3.3.2. User Interface Requirements

The objective for this part is to find out the user preference of interaction modalities that can support 3D video interaction that proposed in previous stage. The dominant candidate was the hand gesture; however, the concern of using hand gesture was critical. It is mainly because the hand gesture might lack of accuracy in the case of selecting an object; deal; with the chaos caused by involuntary movement; design; an effective system for multiple users; implementing privacy control. Consider the above concerns, the alternatives were various such as small device with touch pad, virtual laser pointer, and digitalised glove. Although there was no conclusive result of user interface, the common agreement was that the user interface should merge the reality and virtual environment to offer immersive experience. The graphical representation of the derived user requirements is depicted in Figure 1.

Last but not least, it is not surprising to find that selection was frequently used as the first step for each interaction mentioned above. In the use case discussed during the interview, participants always firstly select the object in the video and then conduct different interaction with the video content. This is consistent with the findings from previous literatures, which indicate that selection is one of the essential building blocks of all interactive virtual environment systems. It is a process of identifying particular objects, which are the targets for the subsequent actions. The most significant characteristic of 3D video is the depth illusion caused by the disparity between left and right images. Unlike the ordinary selection task, to achieve accurate selection for 3D video content needs to acquire information of disparity, this makes selection in this case more complex and important.

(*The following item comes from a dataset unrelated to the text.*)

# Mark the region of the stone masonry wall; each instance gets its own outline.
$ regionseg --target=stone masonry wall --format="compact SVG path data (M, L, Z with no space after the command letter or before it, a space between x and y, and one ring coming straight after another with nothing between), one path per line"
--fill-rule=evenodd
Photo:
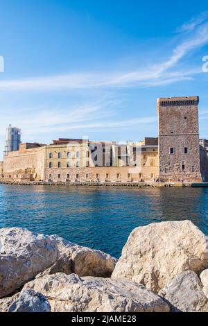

4. User Preference of Object Selection in Stereoscopic 3D Virtual Environment

According to the findings from user requirement analysis, the conclusive agreement among all participants was that selection can be considered as the fundamental requirement for proposed 3D video interaction. Selection has been considered as one of the primary techniques for interactive applications especially in 3D virtual environment [18]. It is a process of identifying particular objects, which are the targets for the subsequent actions. A large number of research has been looking into various techniques to support accurate and comfort selection. However, few has been focusing on studying user preference and user behavior of selection in virtual environment. In this part, we present a preference study from user’s perspective, that investigate the impact of user attitudes, interaction modalities, depth profiles, and dominant eye on object selection in stereoscopic 3D environment.

Selection has been extensively addressed in previous literatures. Most of the selection techniques are variations of the following two main classes: volume-based selection and ray-based selection [1921]. Volume-based selection uses the virtual hand/cursor and cone selection to select an object, where requires intersection or collision detection between the virtual hand and the 3D object. As one of the variation of volume based selection, Go-Go interaction technique enables to extend user’s arm length to select object at further distance [16]. Ray-based selection casts a virtual ray into the virtual world to select an object, which is hit by the virtual ray. The way of casting a virtual ray results in two main kinds of variations of ray-based selection. The ray cast from the hand is usually referred as ray-casting technique. The ray is cast from eye and passes through another point in the space that the user can control (e.g., the position of the tip of the finger, or a pointing device). This technique is usually referred to as image plane selection or occlusion selection.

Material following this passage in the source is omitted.